Стол был накрыт в низкой комнате, где под кожухом очага, украшенного старинными ружьями, дожаривались куры. Выбеленная комната имела в длину футов двадцать с лишним; свет проникал только через зеленоватые стекла двери да через единственное, окаймленное розами, окошко, у которого за прялкой сидела старуха-бабка. На ней был чепец и кружевной убор времен Регентства. Узловатые землистого цвета пальцы держали кудель. Мухи садились ей на края век, и она не сгоняла их. Ребенком, на руках у матери, она видела Людовика XIV, проезжавшего в карете.

Шестьдесят лет назад она побывала в Париже.

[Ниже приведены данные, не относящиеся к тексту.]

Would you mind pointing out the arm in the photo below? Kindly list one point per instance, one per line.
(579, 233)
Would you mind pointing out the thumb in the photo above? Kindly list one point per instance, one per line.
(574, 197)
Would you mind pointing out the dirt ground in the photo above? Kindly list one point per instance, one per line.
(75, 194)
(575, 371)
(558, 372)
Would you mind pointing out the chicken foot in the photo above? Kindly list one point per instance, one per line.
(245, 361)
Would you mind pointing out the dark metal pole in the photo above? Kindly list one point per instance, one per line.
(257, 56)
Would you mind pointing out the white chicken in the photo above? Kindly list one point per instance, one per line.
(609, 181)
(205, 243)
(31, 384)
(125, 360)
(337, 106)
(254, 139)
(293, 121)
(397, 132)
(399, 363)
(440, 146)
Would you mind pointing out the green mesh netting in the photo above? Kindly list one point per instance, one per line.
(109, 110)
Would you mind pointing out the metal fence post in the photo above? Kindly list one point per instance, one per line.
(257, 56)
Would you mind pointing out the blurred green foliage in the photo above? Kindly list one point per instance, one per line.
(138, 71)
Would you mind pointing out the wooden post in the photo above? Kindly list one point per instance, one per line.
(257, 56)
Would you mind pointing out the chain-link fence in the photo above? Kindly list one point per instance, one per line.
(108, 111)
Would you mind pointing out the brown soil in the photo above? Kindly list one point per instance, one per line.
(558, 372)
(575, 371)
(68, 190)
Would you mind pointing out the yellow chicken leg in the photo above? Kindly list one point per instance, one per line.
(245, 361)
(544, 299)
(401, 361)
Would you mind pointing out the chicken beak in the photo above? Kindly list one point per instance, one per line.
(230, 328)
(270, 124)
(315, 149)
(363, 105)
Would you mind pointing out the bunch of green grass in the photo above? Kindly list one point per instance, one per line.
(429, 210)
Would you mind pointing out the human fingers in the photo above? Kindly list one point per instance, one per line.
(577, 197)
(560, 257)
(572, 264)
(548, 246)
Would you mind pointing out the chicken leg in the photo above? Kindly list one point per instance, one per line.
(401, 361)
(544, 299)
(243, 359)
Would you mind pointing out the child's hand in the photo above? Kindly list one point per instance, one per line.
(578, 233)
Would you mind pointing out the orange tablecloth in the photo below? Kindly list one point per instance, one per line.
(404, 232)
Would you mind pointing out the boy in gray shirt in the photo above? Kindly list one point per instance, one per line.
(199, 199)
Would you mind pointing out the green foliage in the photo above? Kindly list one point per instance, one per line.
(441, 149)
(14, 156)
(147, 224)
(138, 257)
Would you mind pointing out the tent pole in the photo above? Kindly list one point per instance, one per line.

Слабым, певучим голосом рассказывала она трем молодым женщинам, стоявшим перед нею, что она видела ратушу, Тюильри, фонтан «Самаритянку» и что, когда она проходила по Королевскому мосту, внизу, на барке, груженной яблоками и направлявшейся на Майльский рынок, открылась брешь, яблоки упали в воду и вся река окрасилась в пурпурный цвет.

Она была осведомлена о переменах, происшедших в королевстве, и о распре между священниками, принесшими присягу и отказавшимися присягать. Слышала она также про войну, про голод, про знамения на небе. Ей никак не верилось, что короля казнили. Ему помогли бежать подземным ходом, утверждала она, а вместо него палачу выдали какого-то простолюдина.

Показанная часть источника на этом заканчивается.